The 0.2% increase per day isn't a completely random number; it's a good approximation to the underlying trend for the last couple of months. Comparing this and the "ideal" numbers where there's no change in the network's hash rate we can see the following:
The difference isn't all that great. Our mean block finding time is closer to 9 minutes 45 seconds, while our mean time to see a block take an hour or longer increases to once every 480 blocks.
What about more extreme changes in hash rate?
A hash rate increase of 0.2% per day doesn't have much effect, but what about 2% per day? 2% seems like a huge number based on recent months, but was quite common in the earlier part of 2014. At the same time as considering positive increases it seems worth considering negative changes too.
A +2% per day change corresponds to a nominal 24.8% increase in hash rate over 2016 blocks and takes about 11.2 days. The rapid increase causes us to find blocks very quickly and thus readjust the difficulty quickly. A -2% per day change has a much larger impact, however, because our 2016 blocks end up taking nearer to 21 days. This would correspond to a hash rate reduction of 34.6%.

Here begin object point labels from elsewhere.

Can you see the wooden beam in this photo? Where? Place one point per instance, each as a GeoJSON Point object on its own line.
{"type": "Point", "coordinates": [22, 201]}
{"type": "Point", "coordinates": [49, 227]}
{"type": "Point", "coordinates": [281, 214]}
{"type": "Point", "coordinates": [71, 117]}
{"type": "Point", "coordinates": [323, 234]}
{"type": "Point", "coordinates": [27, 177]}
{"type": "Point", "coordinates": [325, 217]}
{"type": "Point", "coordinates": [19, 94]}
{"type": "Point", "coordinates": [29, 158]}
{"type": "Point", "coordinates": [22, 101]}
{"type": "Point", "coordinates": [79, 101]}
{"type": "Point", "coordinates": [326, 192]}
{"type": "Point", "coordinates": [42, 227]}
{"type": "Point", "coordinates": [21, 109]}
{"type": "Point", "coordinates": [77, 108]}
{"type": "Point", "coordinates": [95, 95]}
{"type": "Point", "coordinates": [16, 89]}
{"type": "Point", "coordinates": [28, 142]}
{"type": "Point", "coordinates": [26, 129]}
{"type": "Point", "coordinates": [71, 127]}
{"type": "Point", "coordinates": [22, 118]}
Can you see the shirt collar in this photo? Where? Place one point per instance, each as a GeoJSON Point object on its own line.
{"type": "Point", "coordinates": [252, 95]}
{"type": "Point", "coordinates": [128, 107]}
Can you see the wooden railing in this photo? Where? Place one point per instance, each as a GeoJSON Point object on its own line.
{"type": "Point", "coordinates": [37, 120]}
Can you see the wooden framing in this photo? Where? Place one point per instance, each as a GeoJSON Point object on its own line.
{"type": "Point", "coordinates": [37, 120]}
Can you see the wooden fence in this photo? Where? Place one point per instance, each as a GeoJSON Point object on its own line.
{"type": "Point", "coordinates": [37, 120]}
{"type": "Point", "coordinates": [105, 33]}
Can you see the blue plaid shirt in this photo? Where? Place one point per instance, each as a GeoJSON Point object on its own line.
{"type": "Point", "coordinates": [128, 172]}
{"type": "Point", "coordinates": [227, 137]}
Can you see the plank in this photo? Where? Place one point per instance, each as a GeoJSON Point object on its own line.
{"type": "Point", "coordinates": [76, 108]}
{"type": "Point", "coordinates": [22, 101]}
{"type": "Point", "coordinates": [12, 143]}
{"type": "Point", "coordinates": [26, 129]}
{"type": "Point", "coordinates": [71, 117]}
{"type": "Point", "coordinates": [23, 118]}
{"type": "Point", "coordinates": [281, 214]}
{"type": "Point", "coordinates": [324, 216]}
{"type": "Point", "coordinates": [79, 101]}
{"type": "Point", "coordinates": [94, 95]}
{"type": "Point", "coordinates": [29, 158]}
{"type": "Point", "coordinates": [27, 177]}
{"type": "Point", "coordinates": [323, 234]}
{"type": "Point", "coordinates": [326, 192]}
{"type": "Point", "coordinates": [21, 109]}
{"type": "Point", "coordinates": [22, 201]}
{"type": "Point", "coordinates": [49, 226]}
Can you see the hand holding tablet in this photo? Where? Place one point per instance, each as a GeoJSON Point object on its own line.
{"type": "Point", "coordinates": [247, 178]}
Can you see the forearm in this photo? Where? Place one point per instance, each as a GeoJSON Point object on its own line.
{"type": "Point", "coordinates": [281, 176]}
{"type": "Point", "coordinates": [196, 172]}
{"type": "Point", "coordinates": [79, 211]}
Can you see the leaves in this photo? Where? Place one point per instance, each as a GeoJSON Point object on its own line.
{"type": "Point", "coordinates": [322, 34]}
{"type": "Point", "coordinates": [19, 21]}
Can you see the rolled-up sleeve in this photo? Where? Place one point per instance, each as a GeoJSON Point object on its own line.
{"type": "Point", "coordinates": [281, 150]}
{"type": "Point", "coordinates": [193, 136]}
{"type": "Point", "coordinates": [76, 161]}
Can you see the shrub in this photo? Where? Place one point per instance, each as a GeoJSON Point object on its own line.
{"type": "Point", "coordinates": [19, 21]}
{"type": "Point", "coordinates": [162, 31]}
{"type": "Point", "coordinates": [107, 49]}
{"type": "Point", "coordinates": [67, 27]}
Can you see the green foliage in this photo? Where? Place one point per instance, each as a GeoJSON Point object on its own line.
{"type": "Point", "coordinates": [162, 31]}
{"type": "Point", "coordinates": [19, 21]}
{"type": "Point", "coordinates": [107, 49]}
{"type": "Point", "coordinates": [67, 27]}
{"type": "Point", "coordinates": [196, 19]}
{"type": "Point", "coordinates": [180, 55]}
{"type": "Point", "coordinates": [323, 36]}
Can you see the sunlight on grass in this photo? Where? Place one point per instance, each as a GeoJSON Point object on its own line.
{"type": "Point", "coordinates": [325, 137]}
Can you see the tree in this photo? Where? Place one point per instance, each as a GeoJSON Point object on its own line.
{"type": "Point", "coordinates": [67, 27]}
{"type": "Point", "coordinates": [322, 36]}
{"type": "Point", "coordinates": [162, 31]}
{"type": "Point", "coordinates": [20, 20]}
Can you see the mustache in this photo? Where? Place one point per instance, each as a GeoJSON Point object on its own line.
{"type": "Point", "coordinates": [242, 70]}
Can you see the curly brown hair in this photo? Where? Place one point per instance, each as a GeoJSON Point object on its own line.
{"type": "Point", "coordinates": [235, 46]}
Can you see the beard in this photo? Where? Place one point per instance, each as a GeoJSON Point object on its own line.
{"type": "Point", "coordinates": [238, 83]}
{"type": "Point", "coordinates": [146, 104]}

The following curves assume a steady state change, i.e. what would happen if we'd been seeing a steady +2%, 0% or -2% change in the previous difficulty period too. As such these are more extreme that we would see in the first difficulty period for which the change was occurring; they do match a second or subsequent period:
During our +2% expansion we see a mean block time closer to 8 minutes, but with a -2% contraction the mean moves closer to 15 minutes!
Now let's look at the same behaviour for our 6 confirmations:
As we might expect, the pattern for a single block is mirrored for 6 blocks.
Final thoughts
The Bitcoin design is surprisingly well adjusted for a network in which hash rates are expanding. Given that technologies continually improve then that's probably the right bias as a normal schedule of replacing older, less power efficient, hardware with newer, more power efficient models will tend to see global hash rates increase.
On the surface it looks like it works much less well when we see steady contraction of the global hash rate, but such contractions are much less likely. In general miners will remove their least power efficient hardware from the network rather than their most efficient, so if the BTC price reduces the impact on the hash rate is significantly dampened.
There is another interesting aspect to the reduced block finding rate. One of the theories about the recent decline in the BTC price is that a lot of the downward pressure comes from miners selling newly-mined coins. If miners start to unplug hardware and the block finding rate falls then some of this pressure will also reduce because fewer coins will be being mined each day. Whether this actually happens or not may be an interesting indicator of what might happen when the block reward halves in 2016.